なんで私に??いやでも、それが本当だったら…私…
「私、その婚約お受けしますっ!!」
相手の容姿が判明した途端、態度を180度変え、快諾する意思を見せたミーナ。
彼女の言葉に、更なるショックを受けた父親は正気を失い、顔が真っ青になった。
子離れ出来ていない彼にとって、受け入れ難い状況であった。
「…わかったよ…お前の幸せが一番だ…私は…ああ、そうだな…」
半泣きで自分に言い聞かせるようにブツブツ言うと、一回り小さくなった背中でミーナの部屋を後にした。
なんだかんだといって、最後には娘の意思を尊重してくれるようだ。
どうしてこうなったかは全く分らないけど…え、でも…あんなにも麗しい人の妻になれるかもしれないなんて、すごくない!?

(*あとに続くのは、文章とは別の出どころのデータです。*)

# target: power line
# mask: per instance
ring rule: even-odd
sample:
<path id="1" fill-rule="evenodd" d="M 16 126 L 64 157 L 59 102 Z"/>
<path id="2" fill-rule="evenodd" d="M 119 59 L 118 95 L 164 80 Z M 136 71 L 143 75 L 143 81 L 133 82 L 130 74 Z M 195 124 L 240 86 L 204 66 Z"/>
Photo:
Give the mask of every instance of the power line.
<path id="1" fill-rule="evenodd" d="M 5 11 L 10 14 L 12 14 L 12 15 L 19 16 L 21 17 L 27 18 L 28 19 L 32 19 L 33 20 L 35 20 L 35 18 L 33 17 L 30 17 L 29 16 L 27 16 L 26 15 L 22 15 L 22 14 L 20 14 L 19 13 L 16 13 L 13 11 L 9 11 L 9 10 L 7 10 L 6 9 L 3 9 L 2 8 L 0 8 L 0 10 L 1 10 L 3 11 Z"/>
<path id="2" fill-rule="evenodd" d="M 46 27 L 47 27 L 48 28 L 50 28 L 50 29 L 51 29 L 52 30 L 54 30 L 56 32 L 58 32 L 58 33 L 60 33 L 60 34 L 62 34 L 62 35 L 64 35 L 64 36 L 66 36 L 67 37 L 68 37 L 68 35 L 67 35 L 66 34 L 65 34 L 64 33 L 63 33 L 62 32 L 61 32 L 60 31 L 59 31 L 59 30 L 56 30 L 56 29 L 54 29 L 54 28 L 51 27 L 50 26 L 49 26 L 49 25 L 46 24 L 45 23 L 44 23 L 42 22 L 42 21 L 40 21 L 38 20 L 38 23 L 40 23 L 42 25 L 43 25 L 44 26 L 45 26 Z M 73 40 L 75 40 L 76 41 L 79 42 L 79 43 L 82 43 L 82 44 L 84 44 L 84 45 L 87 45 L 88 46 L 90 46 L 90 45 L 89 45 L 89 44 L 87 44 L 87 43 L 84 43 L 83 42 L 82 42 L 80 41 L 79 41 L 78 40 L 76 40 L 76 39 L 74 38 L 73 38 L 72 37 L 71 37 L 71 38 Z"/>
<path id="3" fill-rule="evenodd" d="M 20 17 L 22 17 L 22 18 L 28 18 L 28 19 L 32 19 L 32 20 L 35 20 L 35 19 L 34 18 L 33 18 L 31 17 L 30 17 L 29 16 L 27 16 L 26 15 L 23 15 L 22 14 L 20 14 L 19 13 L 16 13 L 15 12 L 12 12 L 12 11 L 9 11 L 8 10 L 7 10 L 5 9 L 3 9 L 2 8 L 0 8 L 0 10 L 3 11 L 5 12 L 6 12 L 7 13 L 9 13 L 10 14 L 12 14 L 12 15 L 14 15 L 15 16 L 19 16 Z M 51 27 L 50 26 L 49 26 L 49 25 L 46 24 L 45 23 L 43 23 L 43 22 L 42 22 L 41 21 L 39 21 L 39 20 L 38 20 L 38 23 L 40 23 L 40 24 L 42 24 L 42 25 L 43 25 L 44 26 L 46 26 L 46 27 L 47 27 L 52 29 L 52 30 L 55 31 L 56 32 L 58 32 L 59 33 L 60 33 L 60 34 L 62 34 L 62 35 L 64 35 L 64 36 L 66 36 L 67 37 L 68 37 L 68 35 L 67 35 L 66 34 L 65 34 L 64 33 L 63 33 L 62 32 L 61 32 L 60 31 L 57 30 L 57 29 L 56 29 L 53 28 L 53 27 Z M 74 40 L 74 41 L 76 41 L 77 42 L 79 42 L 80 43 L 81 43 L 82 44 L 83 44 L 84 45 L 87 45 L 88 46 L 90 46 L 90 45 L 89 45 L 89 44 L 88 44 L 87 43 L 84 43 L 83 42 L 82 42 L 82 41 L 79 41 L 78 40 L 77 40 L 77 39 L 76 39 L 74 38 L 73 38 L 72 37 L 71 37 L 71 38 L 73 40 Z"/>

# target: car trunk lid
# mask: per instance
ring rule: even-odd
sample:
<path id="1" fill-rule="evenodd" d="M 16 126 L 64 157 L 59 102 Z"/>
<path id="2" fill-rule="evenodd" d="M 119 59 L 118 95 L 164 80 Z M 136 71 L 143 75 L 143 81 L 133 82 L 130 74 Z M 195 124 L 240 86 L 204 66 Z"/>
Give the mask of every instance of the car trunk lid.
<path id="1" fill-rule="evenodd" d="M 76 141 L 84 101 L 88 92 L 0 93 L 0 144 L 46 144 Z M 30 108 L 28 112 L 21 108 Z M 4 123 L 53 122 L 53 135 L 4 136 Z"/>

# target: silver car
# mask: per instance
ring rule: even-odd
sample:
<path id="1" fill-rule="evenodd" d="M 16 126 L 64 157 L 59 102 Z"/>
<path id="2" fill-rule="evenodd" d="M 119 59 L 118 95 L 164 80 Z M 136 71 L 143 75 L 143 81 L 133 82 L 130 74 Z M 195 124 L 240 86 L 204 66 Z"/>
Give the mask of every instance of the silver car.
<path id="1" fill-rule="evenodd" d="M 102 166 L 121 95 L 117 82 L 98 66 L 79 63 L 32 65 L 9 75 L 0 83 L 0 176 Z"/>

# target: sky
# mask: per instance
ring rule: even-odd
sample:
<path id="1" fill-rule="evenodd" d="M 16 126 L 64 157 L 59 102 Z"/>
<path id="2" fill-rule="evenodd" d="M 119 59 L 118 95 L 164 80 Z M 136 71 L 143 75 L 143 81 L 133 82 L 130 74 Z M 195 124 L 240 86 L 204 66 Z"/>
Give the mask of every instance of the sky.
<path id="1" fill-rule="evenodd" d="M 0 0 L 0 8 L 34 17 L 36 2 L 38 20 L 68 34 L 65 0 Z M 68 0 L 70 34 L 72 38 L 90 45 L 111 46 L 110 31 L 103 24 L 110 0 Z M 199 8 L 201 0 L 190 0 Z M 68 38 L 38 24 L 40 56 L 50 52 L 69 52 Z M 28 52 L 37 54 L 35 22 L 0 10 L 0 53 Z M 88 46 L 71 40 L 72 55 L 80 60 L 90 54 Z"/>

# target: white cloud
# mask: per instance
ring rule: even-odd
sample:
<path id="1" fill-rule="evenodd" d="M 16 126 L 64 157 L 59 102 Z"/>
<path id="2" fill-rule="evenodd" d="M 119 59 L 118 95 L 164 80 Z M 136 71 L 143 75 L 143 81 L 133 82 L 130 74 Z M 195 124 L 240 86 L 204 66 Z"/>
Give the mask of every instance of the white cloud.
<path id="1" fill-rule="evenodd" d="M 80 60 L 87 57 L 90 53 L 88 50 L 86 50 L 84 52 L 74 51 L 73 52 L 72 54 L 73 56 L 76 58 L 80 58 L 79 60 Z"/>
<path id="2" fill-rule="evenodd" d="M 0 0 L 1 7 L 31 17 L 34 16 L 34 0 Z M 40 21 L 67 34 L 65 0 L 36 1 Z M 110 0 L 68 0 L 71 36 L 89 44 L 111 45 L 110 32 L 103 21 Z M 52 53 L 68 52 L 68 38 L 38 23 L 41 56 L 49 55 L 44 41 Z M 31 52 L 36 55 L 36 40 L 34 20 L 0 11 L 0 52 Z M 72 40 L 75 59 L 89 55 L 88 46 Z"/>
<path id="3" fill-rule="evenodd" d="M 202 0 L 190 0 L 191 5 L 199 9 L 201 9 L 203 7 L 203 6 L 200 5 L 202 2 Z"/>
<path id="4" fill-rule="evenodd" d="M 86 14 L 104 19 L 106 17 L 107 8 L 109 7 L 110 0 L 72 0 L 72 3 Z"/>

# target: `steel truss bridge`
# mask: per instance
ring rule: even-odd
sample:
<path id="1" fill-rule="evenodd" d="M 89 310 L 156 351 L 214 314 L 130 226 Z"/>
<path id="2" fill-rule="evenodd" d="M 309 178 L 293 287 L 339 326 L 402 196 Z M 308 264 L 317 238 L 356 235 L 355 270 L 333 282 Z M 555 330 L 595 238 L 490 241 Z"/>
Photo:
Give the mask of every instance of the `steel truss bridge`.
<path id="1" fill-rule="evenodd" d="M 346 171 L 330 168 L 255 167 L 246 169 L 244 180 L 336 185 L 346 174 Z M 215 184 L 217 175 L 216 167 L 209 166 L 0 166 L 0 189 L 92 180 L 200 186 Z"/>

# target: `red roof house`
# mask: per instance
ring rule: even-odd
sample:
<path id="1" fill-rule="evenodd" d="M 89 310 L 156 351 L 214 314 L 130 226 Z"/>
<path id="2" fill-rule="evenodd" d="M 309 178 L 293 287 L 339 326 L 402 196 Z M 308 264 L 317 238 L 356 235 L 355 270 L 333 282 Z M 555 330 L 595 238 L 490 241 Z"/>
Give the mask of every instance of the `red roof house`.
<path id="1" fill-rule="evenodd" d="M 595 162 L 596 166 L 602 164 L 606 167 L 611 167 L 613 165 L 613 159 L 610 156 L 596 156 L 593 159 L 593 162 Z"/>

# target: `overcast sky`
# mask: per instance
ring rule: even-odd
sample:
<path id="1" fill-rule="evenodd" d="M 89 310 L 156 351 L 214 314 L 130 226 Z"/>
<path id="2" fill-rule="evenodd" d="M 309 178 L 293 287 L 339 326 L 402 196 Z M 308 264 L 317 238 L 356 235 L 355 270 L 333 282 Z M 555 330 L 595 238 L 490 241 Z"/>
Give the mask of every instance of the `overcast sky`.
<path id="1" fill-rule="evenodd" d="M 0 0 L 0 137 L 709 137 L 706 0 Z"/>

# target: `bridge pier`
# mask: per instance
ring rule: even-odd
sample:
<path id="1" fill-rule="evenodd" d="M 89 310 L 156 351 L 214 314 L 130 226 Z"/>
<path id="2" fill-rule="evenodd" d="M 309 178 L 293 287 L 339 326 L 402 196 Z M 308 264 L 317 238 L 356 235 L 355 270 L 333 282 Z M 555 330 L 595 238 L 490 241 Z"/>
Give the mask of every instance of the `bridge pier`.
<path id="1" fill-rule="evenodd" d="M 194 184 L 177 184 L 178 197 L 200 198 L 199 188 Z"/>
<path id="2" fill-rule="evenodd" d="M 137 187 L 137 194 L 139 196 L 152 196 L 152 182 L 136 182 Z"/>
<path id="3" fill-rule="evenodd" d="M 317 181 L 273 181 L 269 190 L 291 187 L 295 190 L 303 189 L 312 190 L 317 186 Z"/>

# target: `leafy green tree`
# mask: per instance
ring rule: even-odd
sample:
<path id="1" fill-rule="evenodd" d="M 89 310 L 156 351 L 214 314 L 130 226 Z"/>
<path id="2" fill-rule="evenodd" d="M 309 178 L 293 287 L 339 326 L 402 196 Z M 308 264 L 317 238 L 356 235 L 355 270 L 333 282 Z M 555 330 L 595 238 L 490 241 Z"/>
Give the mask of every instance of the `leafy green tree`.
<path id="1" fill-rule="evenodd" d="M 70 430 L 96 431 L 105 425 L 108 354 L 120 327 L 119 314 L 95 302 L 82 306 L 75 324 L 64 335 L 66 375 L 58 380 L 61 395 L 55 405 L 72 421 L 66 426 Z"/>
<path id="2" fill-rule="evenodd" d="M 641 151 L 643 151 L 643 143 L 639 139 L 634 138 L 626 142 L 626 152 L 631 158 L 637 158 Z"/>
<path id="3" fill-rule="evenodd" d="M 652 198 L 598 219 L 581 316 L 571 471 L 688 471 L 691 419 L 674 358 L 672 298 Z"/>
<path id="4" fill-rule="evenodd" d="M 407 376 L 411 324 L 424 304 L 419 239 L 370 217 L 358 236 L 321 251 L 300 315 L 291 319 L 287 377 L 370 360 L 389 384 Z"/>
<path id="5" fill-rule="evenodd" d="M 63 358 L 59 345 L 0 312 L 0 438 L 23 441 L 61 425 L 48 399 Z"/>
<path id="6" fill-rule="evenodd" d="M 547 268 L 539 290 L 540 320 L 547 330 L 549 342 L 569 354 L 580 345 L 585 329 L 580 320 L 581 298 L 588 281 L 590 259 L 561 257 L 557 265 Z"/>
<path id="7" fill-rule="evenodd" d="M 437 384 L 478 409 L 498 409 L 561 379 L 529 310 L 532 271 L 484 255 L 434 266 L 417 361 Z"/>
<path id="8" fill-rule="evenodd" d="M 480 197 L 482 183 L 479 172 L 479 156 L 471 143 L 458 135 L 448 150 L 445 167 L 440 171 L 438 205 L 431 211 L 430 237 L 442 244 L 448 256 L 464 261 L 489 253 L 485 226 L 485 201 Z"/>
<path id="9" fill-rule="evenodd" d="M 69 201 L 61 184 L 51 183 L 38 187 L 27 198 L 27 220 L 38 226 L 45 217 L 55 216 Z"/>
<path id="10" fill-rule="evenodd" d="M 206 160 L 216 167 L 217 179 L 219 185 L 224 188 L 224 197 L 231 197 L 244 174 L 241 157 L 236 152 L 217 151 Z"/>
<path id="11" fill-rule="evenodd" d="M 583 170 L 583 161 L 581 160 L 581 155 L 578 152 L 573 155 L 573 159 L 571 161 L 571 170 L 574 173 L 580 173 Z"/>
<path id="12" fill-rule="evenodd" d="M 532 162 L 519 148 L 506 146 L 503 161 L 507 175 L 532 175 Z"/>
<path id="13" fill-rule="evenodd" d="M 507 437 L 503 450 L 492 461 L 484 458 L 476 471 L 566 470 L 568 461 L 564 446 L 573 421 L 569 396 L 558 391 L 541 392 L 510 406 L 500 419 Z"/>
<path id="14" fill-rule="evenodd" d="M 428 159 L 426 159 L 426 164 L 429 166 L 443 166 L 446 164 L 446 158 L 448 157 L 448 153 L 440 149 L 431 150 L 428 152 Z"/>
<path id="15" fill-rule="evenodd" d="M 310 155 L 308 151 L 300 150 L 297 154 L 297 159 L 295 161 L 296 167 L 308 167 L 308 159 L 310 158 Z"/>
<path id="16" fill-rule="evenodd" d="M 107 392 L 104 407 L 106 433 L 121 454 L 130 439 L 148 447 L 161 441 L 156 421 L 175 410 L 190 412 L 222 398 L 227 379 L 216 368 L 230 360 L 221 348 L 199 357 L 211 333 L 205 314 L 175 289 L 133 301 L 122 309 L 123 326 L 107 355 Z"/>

私の結婚相手に求めるものの第一位は、ぶっちぎりで『顔』なのよね。
前世で一度失敗してるくせに、どうしてもこの条件だけは譲れない…
顔がタイプじゃない人と結婚するなら、一生独身のままでもいいくらいに。
昨日はちらっとしか見れなかったから、次会う時は婚約者同士でしょう?
…眺めたい放題じゃん!!
もう、想像するだけで眼福だわ…はぁ…
1人でニマニマすらミーナを心配したララは、蜂蜜入りの紅茶を差し出した。
「きっと、ほとんどお話されたこともないのでしよう?簡単に決めてしまわれて良かったのですか…?」
最初は完全に嫌がっていたクセに、容姿のことを聞いた瞬間態度を一変させたミーナに、ララは二人の関係性を疑い、心配でしかなかった。
「ララ、人生の大半を共に過ごす相手よ?その伴侶を顔で選ばないで何で選ぶのよ。」
この世の理であるかのように、どーんっと胸を張って言い切ったニーナ。
ニーナは、昔から容姿端麗な王子様が出てくる物語が大好きだった。
ララは、彼女にせがまれ、何度も同じ本を繰り返し読み、誕生日には、同じように見た目の良い勇者が主人公の本をあげたこともあった。
「これは、私のせいなのでしょうか…」
ララは、ニーナの堂々と宣言する姿に呆れつつも、自分が行った幼少教育が悪かったのかもしれない…と自問自答を繰り返していた。